In a recent Google Hangout session, televised on PBS, Vice President Joe Biden was interviewed by reporter Hari Sreenivasan and 5 pre-chosen Americans.  In part of that interview the VIce President made a comment concerning “gun culture”.  He adeptly navigated the gun control waters, trying to ensure that he did not enflame the anger of the NRA and its legions of paranoid, heavily armed members.  The comment was was the following:

There is a legitimate, respected and I think as old as the country, culture of gun ownership in America.  My dad was a hunter.  My dad had a gun case full of some fairly valuable weapons.  It’s a legitimate and respected tradition

I agree with all of the statements that the Vice President states.  Every last one.  What I disagree with Vice President on are his conclusions about these facts.  Namely that “gun culture” in America is not part of the “gun problem”.  That somehow the merit of a particular facet of our society should  be judged on how long it has been around and how tightly woven it has become in our lives.  To that point here are few examples of why that line of thinking is unfounded:

  • For the the first 100+ years of of our nations history many parts of society had a deep tradition of slavery.  In fact, it constituted an entire industry and was the backbone of the Southern economic infrastructure.  But it was wrong.  We came to that conclusion, only just before Cuba did.  Coming in almost dead last in that realization.  It cost 500,000 lives to uproot that tradition.
  • In the not so distant past, smoking public was completely unrestricted in American society.  Smoking was an activity that was glamorized by Hollywood and propagandized by the Tobacco industry.  It was as American as apple pie.  But once the scientific data began to mount and the practices of industry were exposed that “tradition” also succumbed to clearer thinking.  Today, you are hard pressed to find a public establishment that is permitted to allow smoking in their establishment. 
  • Finally, I come to a popular topic of the conservative minded.  The Right would argue that the ills and misfortunes of the inner cities and minority communities are not the fault of the government but instead can be attributed to a culture of dependency and violence.  It might come as a surprise but I actually agree, at least in part.  Generally speaking, if your society embraces and glorifies gangs, teen promiscuity, drug use and a lack or personal responsibility you cannot legitimately blame all of your misfortune on the rest of society.  The problem of the inner city will never be fully resolved until a light is shone back on the community.

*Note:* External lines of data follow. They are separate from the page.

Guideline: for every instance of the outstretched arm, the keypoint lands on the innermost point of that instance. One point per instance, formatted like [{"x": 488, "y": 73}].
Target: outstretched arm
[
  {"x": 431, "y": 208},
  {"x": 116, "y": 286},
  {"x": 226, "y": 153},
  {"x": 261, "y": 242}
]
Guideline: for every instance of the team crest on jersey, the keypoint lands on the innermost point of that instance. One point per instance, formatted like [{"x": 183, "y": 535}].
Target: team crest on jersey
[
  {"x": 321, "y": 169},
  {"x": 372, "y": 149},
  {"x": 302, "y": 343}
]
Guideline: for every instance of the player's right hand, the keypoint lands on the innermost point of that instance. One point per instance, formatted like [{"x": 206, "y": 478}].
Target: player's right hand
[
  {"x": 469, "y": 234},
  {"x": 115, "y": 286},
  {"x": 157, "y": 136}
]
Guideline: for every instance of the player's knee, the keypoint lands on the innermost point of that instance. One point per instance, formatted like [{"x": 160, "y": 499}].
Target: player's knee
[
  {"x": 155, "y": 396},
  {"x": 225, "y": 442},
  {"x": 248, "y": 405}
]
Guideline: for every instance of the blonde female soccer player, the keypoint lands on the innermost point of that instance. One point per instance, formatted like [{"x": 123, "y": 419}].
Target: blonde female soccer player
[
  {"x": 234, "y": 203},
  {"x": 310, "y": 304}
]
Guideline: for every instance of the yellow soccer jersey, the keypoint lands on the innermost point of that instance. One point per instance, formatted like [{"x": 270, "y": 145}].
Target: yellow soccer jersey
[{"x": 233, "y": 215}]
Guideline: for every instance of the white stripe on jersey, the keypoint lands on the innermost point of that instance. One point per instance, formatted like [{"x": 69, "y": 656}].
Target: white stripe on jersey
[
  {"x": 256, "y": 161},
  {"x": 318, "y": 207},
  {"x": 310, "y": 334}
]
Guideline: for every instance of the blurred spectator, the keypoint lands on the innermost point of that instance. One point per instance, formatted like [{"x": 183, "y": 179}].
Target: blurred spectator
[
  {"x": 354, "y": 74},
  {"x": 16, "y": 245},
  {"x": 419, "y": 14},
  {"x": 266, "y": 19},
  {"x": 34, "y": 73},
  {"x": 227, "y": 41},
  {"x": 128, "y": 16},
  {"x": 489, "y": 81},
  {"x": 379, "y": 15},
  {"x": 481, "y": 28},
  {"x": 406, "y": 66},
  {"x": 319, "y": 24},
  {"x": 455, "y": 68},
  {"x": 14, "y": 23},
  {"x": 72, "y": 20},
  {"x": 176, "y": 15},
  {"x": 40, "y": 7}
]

We cannot dismiss a particular aspect of a problem just because it’s part of a long and widely held tradition.  We, as Americans, need to stop defending everything that we are and everything we do as sacrosanct.  As though, if we came up with it, there could be no wrong to come from it.  We need to have the humility and, dare I say, courage to look within ourselves and examine our motivations.  I am not advocating a repeal of the 2nd Amendment.  I am advocating that a real honest debate and examination of American gun culture begin in earnest.